BAYESIAN NEURAL NETWORK RAINFALL MODELLING: A CASE STUDY IN EAST JAVA

  • Suci Astutik Department of Statistics, Faculty of Mathematics and Natural Science, Universitas Brawijaya, Indonesia https://orcid.org/0000-0002-2776-2350
  • Nur Silviyah Rahmi Department of Statistics, Faculty of Mathematics and Natural Science, Universitas Brawijaya, Indonesia
  • Diego Irsandy Department of Statistics, Faculty of Mathematics and Natural Science, Universitas Brawijaya, Indonesia
  • Fang You Dwi Ayu Shalu Saniyawati Department of Statistics, Faculty of Mathematics and Natural Science, Universitas Brawijaya, Indonesia
  • Fidia Raaihatul Mashfia Department of Statistics, Faculty of Mathematics and Natural Science, Universitas Brawijaya, Indonesia
  • Evelin Dewi Lusiana Department of Mathematics, Faculty of Mathematics and Natural Science, Universitas Brawijaya, Indonesia
  • Intan Fadhila Risda Department of Statistics, Faculty of Mathematics and Natural Science, Universitas Brawijaya, Indonesia
  • Mohammad Hilmi Susanto Department of Statistics, Faculty of Mathematics and Natural Science, Universitas Brawijaya, Indonesia
Keywords: MCMC, BNN, Daily rainfall, Prediction

Abstract

Rainfall is an important parameter in meteorology and hydrology, and it measures the amount of rain that falls from the atmosphere to the ground surface in liquid form.
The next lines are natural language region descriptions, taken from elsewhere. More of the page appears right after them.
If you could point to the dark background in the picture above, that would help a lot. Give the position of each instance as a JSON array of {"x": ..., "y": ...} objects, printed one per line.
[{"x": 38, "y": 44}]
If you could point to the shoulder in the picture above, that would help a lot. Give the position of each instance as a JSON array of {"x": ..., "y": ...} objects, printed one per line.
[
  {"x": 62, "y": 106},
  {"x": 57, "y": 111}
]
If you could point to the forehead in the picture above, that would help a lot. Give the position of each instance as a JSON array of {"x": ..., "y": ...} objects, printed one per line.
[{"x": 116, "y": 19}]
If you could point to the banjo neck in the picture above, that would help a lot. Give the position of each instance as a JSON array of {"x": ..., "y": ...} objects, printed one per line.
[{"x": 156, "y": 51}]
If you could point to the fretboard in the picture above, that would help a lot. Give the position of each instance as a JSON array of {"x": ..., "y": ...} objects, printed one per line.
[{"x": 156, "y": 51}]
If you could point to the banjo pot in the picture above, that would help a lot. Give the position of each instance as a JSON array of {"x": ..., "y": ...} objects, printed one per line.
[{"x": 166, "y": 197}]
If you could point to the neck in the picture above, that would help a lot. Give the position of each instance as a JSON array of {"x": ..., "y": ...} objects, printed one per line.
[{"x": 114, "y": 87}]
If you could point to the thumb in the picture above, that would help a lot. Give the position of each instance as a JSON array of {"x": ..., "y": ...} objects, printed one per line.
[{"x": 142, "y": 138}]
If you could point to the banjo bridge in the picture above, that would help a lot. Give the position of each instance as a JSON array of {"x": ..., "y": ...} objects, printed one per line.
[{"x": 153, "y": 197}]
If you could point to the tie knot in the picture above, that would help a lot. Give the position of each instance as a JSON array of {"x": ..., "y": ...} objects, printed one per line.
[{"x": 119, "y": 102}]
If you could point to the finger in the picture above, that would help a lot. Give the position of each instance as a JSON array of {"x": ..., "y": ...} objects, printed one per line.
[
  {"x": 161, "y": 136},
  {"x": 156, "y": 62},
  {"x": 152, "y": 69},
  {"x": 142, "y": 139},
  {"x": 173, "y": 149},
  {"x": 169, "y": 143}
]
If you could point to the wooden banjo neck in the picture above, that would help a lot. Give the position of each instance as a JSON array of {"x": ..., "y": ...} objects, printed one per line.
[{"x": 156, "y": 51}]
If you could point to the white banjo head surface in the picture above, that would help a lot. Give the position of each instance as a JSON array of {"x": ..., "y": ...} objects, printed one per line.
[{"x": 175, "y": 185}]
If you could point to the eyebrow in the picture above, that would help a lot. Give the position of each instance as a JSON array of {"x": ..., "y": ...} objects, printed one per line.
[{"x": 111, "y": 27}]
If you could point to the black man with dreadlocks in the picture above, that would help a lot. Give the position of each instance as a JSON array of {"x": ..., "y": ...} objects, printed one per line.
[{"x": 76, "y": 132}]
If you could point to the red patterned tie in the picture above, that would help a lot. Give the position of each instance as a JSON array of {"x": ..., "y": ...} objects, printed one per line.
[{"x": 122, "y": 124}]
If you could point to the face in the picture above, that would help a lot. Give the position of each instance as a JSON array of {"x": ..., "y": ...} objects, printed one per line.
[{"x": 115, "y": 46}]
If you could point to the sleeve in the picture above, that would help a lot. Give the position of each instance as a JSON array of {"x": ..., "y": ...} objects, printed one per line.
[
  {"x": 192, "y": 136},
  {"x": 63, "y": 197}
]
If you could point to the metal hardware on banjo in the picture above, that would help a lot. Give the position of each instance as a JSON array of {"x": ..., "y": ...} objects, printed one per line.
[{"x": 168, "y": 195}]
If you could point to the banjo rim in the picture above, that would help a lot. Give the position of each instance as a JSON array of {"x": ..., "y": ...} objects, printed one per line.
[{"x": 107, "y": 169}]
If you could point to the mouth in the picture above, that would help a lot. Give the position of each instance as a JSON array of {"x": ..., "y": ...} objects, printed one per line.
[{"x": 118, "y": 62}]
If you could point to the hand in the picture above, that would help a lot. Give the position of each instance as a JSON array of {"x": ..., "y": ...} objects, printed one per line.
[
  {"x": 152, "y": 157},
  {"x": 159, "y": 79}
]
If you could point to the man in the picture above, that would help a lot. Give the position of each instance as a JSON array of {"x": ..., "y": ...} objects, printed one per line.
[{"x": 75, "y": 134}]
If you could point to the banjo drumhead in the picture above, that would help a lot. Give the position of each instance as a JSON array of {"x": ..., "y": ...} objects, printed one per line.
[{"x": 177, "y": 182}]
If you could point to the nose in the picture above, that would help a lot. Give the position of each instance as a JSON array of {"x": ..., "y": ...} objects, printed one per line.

However, in the process of measuring rainfall, changes in the rainfall cycle sometimes occur due to climate change, global warming, and other factors. Therefore, this research aims to model daily rainfall using the Bayesian Neural Network (BNN) approach, combining the Bayesian Method and Artificial Neural Network (ANN). ANN is suitable for rainfall models that have intermittent characteristics. Meanwhile, the Bayesian method provides advantages in producing model parameter inferences that provide uncertainty measurements in predictions. BNN is expected to deliver better daily rainfall predictions than ANN. This research used daily rainfall data in East Jawa, and the results show that the Bayesian Neural Network produces better rainfall predictions when describing rainfall in East Java. These predictions will be very useful for the government and the people of East Java province to prevent flooding. Also, with rainfall predictions, people will know more about what crops should be planted during the rains.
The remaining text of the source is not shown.